English    Türkçe    فارسی   

6
4313-4322

  • بر خیال و خواب چندین ره کنی  ** نیست عقلت را تسوی روشنی 
  • Bir rüyaya inanmış, bir hayale kapılmış, bu kadar yol aşıp buralara gelmişsin. Aklın yok galiba.
  • بارها من خواب دیدم مستمر  ** که به بغدادست گنجی مستتر 
  • Ben yıllardır biteviye Bağdat’ta bir define var,
  • در فلان سوی و فلان کویی دفین  ** بود آن خود نام کوی این حزین  4315
  • Filan yerde, filan mahallede gömülüdür diye görürüm, der demez adam kendine geldi. Çünkü bekçi, kendisinin mahallesini söylüyordu.
  • هست در خانه‌ی فلانی رو بجو  ** نام خانه و نام او گفت آن عدو 
  • Bekçi sözüne devam etti: Yürü derler, filanın evinde o define. Adam büsbütün ayıldı. Çünkü o düşman, kendisinin evini ve adını söylemekteydi.
  • دیده‌ام خود بارها این خواب من  ** که به بغدادست گنجی در وطن 
  • Bekçi söylüyordu: Ben defalarca bu rüyayı gördüm. Bağdat’ta böyle bir define var dediler de,
  • هیچ من از جا نرفتم زین خیال  ** تو به یک خوابی بیایی بی‌ملال 
  • Bu hayale kapılıp yerimden bile kıpırdamadım. Sense hiç usanmadan bir rüyaya kapılıp buralara kadar geliyorsun.

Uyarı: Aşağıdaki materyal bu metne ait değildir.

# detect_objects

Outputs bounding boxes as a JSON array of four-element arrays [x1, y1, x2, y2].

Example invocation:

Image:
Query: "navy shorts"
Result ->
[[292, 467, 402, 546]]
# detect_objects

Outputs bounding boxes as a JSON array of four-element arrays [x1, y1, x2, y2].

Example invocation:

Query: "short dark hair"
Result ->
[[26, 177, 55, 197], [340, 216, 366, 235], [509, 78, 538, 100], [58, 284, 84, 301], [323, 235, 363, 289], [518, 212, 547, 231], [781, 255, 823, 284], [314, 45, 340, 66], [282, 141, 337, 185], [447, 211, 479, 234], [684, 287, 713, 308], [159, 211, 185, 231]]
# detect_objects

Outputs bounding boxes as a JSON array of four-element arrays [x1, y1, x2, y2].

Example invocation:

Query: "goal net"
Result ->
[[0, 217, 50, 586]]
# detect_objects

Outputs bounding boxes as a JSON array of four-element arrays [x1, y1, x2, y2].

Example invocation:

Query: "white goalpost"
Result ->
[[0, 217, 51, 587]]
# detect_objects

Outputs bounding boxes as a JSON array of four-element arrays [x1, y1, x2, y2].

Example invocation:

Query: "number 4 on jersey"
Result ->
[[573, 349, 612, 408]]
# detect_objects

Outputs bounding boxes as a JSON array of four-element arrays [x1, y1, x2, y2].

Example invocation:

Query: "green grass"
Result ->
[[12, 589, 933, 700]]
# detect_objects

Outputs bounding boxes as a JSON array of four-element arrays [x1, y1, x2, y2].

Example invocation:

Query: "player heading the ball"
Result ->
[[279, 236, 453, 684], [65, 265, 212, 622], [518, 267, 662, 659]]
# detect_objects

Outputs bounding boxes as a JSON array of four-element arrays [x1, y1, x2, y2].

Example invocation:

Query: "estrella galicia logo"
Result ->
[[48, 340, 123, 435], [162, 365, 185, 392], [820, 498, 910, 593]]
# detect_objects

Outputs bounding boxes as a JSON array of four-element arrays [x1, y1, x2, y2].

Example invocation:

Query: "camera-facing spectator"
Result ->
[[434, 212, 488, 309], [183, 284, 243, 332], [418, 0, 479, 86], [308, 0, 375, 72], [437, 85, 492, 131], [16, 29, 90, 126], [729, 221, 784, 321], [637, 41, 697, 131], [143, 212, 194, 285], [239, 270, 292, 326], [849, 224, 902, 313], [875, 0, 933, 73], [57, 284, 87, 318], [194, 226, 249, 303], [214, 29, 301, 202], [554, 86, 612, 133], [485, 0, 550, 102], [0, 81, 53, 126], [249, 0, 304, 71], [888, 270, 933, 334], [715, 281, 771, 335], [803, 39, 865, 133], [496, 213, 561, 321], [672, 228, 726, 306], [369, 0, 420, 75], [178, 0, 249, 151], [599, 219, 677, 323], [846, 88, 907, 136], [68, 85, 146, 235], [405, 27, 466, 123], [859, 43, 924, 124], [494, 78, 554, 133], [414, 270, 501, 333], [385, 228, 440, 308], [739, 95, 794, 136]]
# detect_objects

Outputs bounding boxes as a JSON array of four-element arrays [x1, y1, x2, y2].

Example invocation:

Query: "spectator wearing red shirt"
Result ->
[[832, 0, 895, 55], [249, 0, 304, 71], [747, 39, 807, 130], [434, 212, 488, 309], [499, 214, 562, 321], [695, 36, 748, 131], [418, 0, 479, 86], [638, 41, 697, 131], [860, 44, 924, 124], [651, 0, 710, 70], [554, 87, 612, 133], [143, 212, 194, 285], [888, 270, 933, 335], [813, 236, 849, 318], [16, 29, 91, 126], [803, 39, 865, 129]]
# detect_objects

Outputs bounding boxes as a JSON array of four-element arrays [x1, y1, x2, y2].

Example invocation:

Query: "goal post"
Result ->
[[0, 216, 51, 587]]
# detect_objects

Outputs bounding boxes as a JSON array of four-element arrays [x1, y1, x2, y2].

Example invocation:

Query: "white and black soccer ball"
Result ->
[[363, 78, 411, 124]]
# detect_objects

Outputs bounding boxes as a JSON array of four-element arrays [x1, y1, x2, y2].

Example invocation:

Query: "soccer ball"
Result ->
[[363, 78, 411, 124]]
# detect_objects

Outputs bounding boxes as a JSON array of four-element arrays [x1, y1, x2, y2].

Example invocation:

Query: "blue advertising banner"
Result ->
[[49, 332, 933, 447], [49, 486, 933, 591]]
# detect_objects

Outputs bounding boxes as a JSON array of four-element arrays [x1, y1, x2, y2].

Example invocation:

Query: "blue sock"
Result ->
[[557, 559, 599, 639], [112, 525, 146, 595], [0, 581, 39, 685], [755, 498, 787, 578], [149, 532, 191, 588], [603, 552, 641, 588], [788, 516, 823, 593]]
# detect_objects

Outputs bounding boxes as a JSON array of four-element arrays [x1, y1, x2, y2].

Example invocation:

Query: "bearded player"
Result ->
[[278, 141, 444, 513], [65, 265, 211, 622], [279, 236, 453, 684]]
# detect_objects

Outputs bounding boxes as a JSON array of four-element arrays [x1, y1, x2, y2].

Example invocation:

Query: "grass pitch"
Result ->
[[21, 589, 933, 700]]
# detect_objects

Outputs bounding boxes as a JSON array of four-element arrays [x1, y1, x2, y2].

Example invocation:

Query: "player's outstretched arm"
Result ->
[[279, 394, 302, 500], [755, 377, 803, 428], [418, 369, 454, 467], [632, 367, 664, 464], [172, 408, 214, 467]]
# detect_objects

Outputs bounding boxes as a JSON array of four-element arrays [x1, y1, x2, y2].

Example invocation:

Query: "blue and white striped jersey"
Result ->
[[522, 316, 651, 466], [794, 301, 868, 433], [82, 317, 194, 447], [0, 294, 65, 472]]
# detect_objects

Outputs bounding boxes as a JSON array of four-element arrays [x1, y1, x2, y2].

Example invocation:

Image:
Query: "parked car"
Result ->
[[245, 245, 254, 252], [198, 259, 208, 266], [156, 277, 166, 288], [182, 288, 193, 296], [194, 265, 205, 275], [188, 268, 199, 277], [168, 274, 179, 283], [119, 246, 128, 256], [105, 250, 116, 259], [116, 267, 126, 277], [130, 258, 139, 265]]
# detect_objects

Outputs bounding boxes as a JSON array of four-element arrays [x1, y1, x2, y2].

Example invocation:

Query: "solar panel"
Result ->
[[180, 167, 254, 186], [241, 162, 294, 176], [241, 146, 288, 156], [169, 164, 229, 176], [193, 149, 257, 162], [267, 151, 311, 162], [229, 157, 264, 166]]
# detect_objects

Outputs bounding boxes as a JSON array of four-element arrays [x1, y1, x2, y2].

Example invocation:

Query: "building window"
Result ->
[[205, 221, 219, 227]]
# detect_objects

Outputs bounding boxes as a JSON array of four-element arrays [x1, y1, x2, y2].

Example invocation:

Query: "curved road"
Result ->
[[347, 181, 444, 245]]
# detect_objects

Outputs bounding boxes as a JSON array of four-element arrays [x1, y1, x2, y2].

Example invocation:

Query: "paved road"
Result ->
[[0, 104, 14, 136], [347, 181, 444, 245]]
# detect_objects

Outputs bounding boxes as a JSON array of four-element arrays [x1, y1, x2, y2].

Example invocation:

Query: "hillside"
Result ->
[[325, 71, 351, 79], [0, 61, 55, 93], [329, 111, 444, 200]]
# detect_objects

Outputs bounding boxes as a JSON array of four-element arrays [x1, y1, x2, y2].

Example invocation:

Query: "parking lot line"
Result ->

  • خواب احمق لایق عقل ویست  ** هم‌چو او بی‌قیمتست و لاشیست 
  • Ahmak adamın rüyası da aklınca olur; aklı gibi değersizdir, bir şeye yaramaz.
  • خواب زن کمتر ز خواب مرد دان  ** از پی نقصان عقل و ضعف جان  4320
  • Bil ki aklı ve ruhu da zayıf olduğu için kadının rüyası, erkeğin rüyasından daha aşağıdır, daha değersizdir.
  • خواب ناقص‌عقل و گول آید کساد  ** پس ز بی‌عقلی چه باشد خواب باد 
  • Aklı kıt ve ahmak adamın rüyasında bir kıymet olmaz. Akılsızlıktan ne çıkar? Yel gibi bir rüya!
  • گفت با خود گنج در خانه‌ی منست  ** پس مرا آن‌جا چه فقر و شیونست 
  • Adam kendi kendine, define evimdeymiş de neden yoksulluktan feryad ederim?